How much does Quantization actually impact models? - KL Divergence Tests

kindacognizant@alien.top · 2 years ago

How much does Quantization actually impact models? - KL Divergence Tests

A_for_Anonymous@alien.top · 2 years ago

Thanks, this is interesting. This all said, it still looks like B is a much more important factor than quantisation down to Q3, meaning a 20B Q3 is going to write better than a 13B fp16. And such it seemed to me personally but I haven’t done any rigorous testing.

slippery@alien.top · 2 years ago

Nice work, thank you.

opi098514@alien.top · 2 years ago

Ok. So im basically an idiot. What does this mean and which one should i use?

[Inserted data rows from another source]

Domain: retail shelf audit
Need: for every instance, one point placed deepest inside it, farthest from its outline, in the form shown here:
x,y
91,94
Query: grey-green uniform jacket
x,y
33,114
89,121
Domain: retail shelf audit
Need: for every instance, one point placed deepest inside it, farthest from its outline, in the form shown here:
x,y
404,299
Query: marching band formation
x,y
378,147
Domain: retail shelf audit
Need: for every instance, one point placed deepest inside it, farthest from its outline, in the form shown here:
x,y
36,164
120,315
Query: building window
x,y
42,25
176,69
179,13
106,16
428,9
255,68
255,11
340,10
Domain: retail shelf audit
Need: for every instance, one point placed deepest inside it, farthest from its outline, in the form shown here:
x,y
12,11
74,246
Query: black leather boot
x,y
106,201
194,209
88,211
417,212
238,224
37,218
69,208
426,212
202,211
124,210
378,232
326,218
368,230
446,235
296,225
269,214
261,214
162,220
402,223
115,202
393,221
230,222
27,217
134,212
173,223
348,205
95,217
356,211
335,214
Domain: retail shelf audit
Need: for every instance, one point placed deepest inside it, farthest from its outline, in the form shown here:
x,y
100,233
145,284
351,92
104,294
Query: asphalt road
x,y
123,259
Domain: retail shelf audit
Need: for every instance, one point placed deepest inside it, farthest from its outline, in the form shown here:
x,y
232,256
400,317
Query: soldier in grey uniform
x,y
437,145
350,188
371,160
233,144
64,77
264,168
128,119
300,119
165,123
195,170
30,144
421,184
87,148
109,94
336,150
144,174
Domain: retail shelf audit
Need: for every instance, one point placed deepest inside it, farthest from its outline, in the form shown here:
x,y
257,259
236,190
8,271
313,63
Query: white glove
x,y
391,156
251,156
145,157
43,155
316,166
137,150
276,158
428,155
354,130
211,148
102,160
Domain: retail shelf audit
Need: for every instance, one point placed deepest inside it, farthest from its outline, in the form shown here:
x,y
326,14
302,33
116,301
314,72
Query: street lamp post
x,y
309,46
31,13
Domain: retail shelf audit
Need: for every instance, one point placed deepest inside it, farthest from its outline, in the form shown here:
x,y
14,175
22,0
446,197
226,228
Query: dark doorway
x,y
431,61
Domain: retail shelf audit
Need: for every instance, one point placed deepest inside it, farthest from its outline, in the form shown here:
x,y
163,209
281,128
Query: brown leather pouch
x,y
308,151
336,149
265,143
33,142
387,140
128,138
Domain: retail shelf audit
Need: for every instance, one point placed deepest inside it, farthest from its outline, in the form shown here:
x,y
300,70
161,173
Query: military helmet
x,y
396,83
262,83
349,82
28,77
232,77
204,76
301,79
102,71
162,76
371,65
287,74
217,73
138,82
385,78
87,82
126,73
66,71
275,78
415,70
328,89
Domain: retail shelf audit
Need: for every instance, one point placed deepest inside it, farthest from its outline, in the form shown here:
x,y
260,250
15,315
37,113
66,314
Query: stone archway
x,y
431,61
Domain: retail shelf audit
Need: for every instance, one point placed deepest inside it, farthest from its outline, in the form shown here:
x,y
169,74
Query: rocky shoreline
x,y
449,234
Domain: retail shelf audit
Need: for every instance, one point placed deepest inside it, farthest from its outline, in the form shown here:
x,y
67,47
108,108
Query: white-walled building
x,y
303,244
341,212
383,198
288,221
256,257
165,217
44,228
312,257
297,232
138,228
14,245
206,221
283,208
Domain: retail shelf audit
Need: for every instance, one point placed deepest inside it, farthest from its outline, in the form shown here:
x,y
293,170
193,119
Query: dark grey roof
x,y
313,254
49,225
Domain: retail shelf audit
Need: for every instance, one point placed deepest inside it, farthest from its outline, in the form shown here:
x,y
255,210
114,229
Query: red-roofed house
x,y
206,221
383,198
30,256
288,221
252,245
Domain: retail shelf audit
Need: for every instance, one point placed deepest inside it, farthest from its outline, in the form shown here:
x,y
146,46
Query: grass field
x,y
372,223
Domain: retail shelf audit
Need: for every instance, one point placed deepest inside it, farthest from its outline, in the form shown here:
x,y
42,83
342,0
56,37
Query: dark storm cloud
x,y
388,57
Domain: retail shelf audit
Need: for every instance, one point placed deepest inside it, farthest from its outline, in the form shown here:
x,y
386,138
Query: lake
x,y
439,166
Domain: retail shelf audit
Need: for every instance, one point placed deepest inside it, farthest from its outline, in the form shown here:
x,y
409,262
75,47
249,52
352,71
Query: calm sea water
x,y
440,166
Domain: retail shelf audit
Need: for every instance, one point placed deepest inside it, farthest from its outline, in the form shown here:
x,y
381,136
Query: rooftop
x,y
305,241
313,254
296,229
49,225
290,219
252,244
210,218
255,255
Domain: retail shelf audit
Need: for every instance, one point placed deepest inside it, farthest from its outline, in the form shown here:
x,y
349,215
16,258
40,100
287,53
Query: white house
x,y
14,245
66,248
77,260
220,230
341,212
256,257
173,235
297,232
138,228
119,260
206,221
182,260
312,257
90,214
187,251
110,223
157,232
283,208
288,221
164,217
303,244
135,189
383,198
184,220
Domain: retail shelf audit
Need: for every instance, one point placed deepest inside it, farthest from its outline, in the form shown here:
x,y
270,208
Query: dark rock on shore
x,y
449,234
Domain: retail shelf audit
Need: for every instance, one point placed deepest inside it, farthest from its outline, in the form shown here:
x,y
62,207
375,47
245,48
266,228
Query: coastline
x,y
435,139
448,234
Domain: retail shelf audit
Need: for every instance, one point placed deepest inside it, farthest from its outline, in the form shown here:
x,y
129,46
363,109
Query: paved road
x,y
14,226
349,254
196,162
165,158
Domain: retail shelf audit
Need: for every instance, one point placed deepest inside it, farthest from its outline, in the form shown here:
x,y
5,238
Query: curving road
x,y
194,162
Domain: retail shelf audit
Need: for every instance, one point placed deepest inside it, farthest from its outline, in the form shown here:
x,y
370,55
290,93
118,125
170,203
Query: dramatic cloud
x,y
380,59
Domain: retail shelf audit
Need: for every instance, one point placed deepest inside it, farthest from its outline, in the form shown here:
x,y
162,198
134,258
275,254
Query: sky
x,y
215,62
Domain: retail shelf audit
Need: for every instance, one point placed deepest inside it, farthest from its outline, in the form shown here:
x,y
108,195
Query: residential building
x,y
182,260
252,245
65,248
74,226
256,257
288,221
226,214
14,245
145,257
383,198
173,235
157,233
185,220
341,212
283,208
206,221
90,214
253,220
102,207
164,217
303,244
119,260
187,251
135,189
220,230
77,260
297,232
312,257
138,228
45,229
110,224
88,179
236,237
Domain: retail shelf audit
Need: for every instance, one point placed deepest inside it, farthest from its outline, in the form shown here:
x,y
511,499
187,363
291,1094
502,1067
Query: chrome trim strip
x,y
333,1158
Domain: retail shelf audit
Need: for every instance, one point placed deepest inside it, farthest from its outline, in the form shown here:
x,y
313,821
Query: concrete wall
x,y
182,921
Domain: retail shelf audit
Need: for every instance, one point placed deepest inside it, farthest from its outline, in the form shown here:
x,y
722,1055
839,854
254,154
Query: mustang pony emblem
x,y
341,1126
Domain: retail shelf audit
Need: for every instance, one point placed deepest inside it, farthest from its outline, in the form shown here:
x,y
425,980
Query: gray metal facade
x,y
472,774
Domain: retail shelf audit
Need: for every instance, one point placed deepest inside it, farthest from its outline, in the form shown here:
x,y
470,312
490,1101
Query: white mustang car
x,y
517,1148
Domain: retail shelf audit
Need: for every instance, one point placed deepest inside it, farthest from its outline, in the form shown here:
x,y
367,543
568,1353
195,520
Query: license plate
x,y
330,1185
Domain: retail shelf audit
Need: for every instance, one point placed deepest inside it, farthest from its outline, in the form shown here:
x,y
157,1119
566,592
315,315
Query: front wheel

JealousAmoeba@alien.top · 2 years ago

Would I get better results in general by running a 7B model with Q8, or a 13B model with Q4/Q5? My laptop can do either.

I’m guessing the quantized 13B model will be better but has anyone ever benchmarked 7B vs 13B for different levels of quantization?

LOLatent@alien.top · 2 years ago

I’m in the exact same boat, if you get an answer, pls lettus know! 7b q8 or 13b q4?

erikqu_@alien.top · 2 years ago

Reminds me of pruning, pruning has been shown to have little impact on model performance in other areas, although I haven’t seen it applied to this space much (afaik)

llama_in_sunglasses@alien.top · 2 years ago

I agree, perplexity isn’t a good metric for comparing output quality. I did some deterministic tests and it’s interesting to see how far into the generation it takes before the answers start to diverge from the original model in fp16.

https://desync.xyz/mistral.html

https://desync.xyz/openhermes2.5.html

kpodkanowicz@alien.top · 2 years ago

you are on fire. This is your yet another great post - btw. i changed perplexity scripts to only measure responses after the instruction and using for example, the evol dataset. The preset is configured accordingly to the model - i got completely different results than normal perplexity - interestingly, when running code isntructions on normal model and for instance roleplay instructions on coding model not just perpelxity is around 1 vs. 3 but also degradate differently

dnsod_si666@alien.top · 2 years ago

You could also use this to measure different models against each other right? And just in general, use this as a model benchmark.

Get dataset of text.
Tokenize dataset.
Measure true probabilities straight from the dataset.
Train model number 1 on tokenized dataset.
Measure KL divergence of model from true probabilities.
Repeat steps 4,5 for model number 2
Compare KL divergence of model 1 to model 2.

-Separate Idea- Also isn’t getting the true probabilities useful anyway, because then we could have the training process be:

Get dataset.
Tokenize.
Get true probabilities.
Train on probabilities instead of directly on the tokens.

Like instead of training twice (sequence to probabilities):

sequence1 -> [1, 0]
sequence1 -> [0, 1] You train it once with:
sequence1 -> [0.5, 0.5]

So you are training on less data which would reduce training costs and whatnot.

SpeedingTourist@alien.top · 2 years ago

Noob question, but can someone please help me understand the difference between K_M and K_S?

CardAnarchist@alien.top · 2 years ago

Hi there, you seem like the man to ask on this somewhat related topic to the OP,

I’ve recently found out that models output different results based on the number of layers loaded into GPU. I’ve been told that more layers loaded in = better output.

How does the loss asociated with layers not in GPU compare to the loss say between quants?

kindacognizant@alien.top · 2 years ago

That doesn’t seem correct in the slightest.

CardAnarchist@alien.top · 2 years ago

I thought it odd myself. So much so that I thought SillyTavern was bugged but that wasn’t the case.

It’s pretty easy to test yourself. Just use Koboldcpp to load in say 31 layers generate some output on seed 1 then, restart Koboldcpp with 30 layers.

Example of 31 layers of a 7B vs 30 layers on the same seed.

Each seed works the same if the layers are close enough it seems like. The output starts exactly the same before branching off.

It’s worth mentioning that the person who told me the quality was “better” with more layers loaded in simply said it was as far as he recalled.